Long Emergency Department Admissions Shorten Lives

Via ImpactedNurse.com, another study showing prolonged emergency department stays are less than optimal:

There were 41,256 admissions from the ED. Mortality generally increased with increasing boarding time, from 2.5% in patients boarded less than 2 hours to 4.5% in patients boarding 12 hours or more (p < 0.001). Mean hospital LOS also showed an increase with boarding time (p < 0.001), from 5.6 days (SD ± 11.4 days) for those who stayed in the ED for less than 2 hours to 8.7 days (SD ± 16.3 days) for those who boarded for more than 24 hours.
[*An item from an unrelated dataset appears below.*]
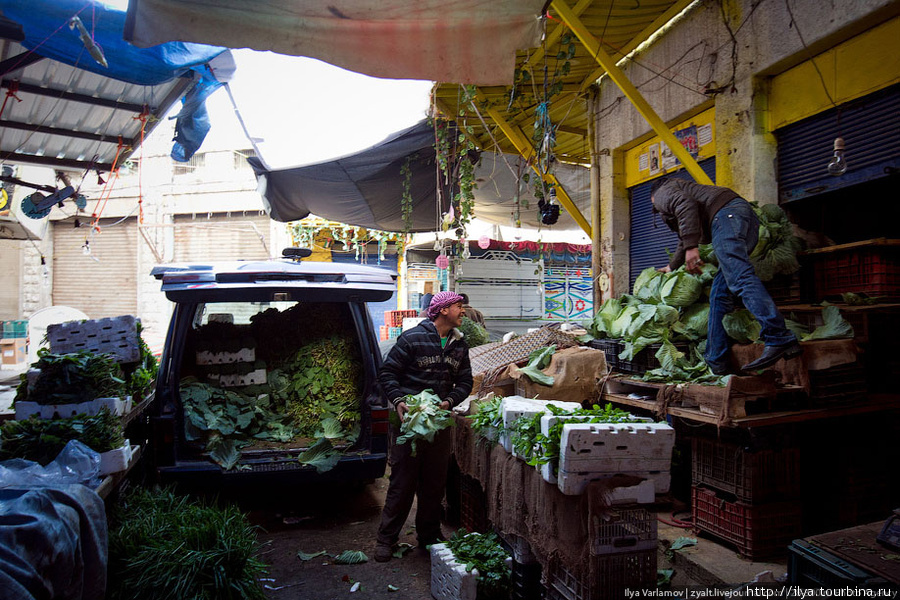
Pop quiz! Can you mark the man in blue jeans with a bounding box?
[650,178,802,375]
The increases were still apparent after adjustment for comorbid conditions and other factors.

In other words, two consequences from lengthy Emergency department admissions: first, you are about twice as likely to die if you are admitted for more than twelve hours, and secondly, if you stay for longer than 24 hours (and survive, of course) you’re likely to be hospitalized for three extra days.

Clearly something bad happens when patients are admitted in EDs for long periods of time. The study’s authors identify a few reasons for this. Care for admitted emergency department patients are poorly prioritized by both physicians and nurses; a preference bias occurs because less acute patients tend to get beds more quickly (a phenomenon which is a frequent occurrence in my hospital as “easy” patients go off-service to Paeds or Post-Partum or General Surg); there are also delays in the getting appropriate treatment started, which negatively affects mortality.
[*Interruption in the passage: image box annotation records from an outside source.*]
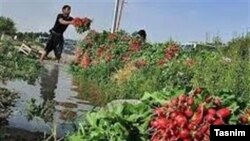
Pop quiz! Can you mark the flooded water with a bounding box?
[0,64,93,136]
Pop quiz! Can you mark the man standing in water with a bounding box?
[40,5,73,63]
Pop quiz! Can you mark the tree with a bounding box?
[0,16,16,35]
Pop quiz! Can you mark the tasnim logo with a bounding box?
[214,129,246,137]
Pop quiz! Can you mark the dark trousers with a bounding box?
[45,30,64,59]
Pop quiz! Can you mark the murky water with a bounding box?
[0,64,92,136]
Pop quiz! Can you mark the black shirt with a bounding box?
[52,14,73,34]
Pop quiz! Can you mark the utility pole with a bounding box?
[116,0,125,31]
[111,0,120,33]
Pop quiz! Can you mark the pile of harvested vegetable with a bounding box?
[151,88,231,141]
[0,42,42,83]
[0,88,18,124]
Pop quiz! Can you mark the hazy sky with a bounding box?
[0,0,250,41]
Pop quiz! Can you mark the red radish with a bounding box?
[195,87,202,94]
[183,138,192,141]
[194,131,203,140]
[178,95,186,102]
[192,105,204,125]
[150,120,158,128]
[214,98,221,107]
[175,115,188,127]
[171,99,178,106]
[205,96,213,103]
[170,112,178,119]
[156,118,168,129]
[216,108,231,119]
[154,107,165,116]
[205,114,215,123]
[207,108,216,116]
[187,97,194,106]
[206,128,210,136]
[185,108,194,118]
[199,125,208,133]
[213,119,224,125]
[188,123,195,130]
[179,129,190,139]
I would add the obvious, that expecting Emergency departments to run as Emergency departments and simultaneously as ICU/Post-Op/Med-Surg/Urology/Gyne/Surgical Outpatients/Paediatric unit(s) is probably not a reasonable expectation, if for the simple reason acutely ill new ED patients will always take priority over admitted patients, except when those patients are actively crashing. Additionally EDs are not set up to take care of admitted patients. We are not given the resources to do the job properly.
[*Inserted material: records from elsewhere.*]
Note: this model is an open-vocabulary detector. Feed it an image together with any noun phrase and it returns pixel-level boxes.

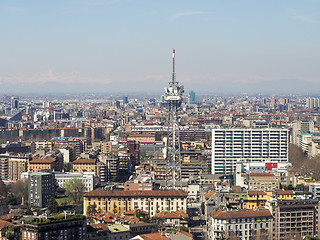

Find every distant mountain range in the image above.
[0,79,320,95]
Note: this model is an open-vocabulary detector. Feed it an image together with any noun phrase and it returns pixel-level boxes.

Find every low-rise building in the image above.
[209,209,272,240]
[269,200,319,240]
[54,172,96,192]
[155,211,189,228]
[21,215,87,240]
[83,189,188,217]
[247,173,280,191]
I don’t expect this study would surprise anyone who has actually worked in an Emergency department. We’re used to seeing patients decompensating before our eyes. What it does is give us ammunition. When some manager tells me, “I’m not going to do those bed moves for that patient because you only have seven admits — which I have actually heard fall out of a manager’s mouth — I can cheerfully reply, “You’re increasing the risk of that patient dying to 1 in 20.” When the ICU tells me to wait till after lunch, I can counter with “You are increasing the patient’s overall length of stay with every hour’s delay.” Most importantly it adds a sense of moral urgency. Get the patients upstairs, or increase the risk of killing them. It’s pretty simple.